CHAPTER IV.
MRS. ABBOTT’S EXPLANATION.
Perhaps it was a little bit of diplomacy on Mrs. Abbott’s part that provided an occupation out of the house for Miss Stubbs, while she talked of her very seriously to some of the scholars. Lily, who was as quick to act upon her good impulses as upon any others, had told her teacher frankly what had occurred. Mrs. Abbott received her confession sorrowfully, but made no comment at the time, simply asking the girl to call to her room those who had been present at the conversation.
Delia, Katie, Fannie Holmes, Bell Burgoyne, and Lily Dart, the Friendly Five, as they called themselves, took their seats rather shamefacedly, and waited to hear what Mrs. Abbott had to say.
If it had been any one but Mrs. Abbott the girls would have thought her afraid to begin. She certainly seemed much less composed than usual. She looked out of the window thoughtfully, rose and walked half a dozen times across the room, then took her seat again, looked keenly at the girls for a moment, and said:
“I hardly know whether or not to tell you something that will explain the presence in our school of a girl who is very different—I do not pretend to say she is not—from all who have ever been here. I hope I may help her by telling you, but sometimes I am afraid I shall do more harm than good by being frank.”

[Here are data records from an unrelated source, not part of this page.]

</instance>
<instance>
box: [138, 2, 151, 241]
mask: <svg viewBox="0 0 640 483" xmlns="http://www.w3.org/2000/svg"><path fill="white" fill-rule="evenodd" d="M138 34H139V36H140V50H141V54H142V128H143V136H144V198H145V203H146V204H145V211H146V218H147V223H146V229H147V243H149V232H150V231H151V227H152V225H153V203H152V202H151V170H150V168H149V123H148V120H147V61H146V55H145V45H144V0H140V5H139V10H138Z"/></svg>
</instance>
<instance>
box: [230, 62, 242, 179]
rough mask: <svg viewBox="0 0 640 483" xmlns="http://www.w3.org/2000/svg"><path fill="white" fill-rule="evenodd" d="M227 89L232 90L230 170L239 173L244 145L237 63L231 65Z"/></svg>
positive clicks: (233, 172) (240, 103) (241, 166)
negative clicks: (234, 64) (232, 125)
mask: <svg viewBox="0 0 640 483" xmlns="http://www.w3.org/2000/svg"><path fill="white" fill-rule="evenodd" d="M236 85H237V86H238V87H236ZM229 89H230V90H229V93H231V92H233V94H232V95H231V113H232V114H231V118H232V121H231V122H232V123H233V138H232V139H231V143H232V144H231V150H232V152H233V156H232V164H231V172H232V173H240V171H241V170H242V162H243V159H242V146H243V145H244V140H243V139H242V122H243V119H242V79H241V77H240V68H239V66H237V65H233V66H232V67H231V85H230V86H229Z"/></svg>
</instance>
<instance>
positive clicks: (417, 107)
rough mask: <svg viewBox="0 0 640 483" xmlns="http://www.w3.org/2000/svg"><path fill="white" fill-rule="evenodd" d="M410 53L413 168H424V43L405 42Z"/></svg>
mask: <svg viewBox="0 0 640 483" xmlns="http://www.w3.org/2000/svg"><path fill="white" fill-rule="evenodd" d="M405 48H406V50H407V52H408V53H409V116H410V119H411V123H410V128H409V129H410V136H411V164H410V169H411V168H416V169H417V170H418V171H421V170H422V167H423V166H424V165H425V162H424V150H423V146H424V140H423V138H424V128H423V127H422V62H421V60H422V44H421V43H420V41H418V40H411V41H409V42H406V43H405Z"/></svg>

Here she hesitated, and the girls, who were wildly curious, were afraid she had arrived at the conclusion not to tell them any thing. She noticed their inquiring looks and smiled.
“I have made your lively imaginations expect more of a story than I really have to tell,” she said. “Last July, as you already know, I took Ethel and Candace for a six weeks’ stay in the Catskills. The hotel was on one mountain and faced another. In the deep valley between were several little houses, not clustered together for neighborly companionship, as you might suppose they would be in such a place, but each standing quite alone in what they call a ‘burnt-off’ clearing. The mountain air, while it strengthened me, made me wakeful, and, delightfully still as the place was, I could never sleep after the first ray of daylight broke through the sky. There were such glorious cloud effects that I thought I might as well turn my early wakefulness to good account; so the dawn of day always found me in shawls and wrapper sitting at the window of my bedroom.
“The clouds hang very near the earth among those heights; so in watching them I did not have to lift my eyes too high to see what was going on about me, although there was not much to see, except an occasional ox-team or a man on his way somewhere. But I began to notice after a while that one of the earliest living things astir after the birds was a little girl who brought a big pail up the hill, went around to the back door of the hotel, and presently came back with the pail filled with water, carrying it down the precipitous path quickly but with great care not to spill all its contents, as certainly any one not used to perpendicular paths would have done.
“To have made the journey thus loaded would have been a task for most people, but this little water-bearer came again and again. I have known her to carry down her load eleven times before the first bell rang to warn the hotel guests that it was time to leave their beds and prepare for breakfast.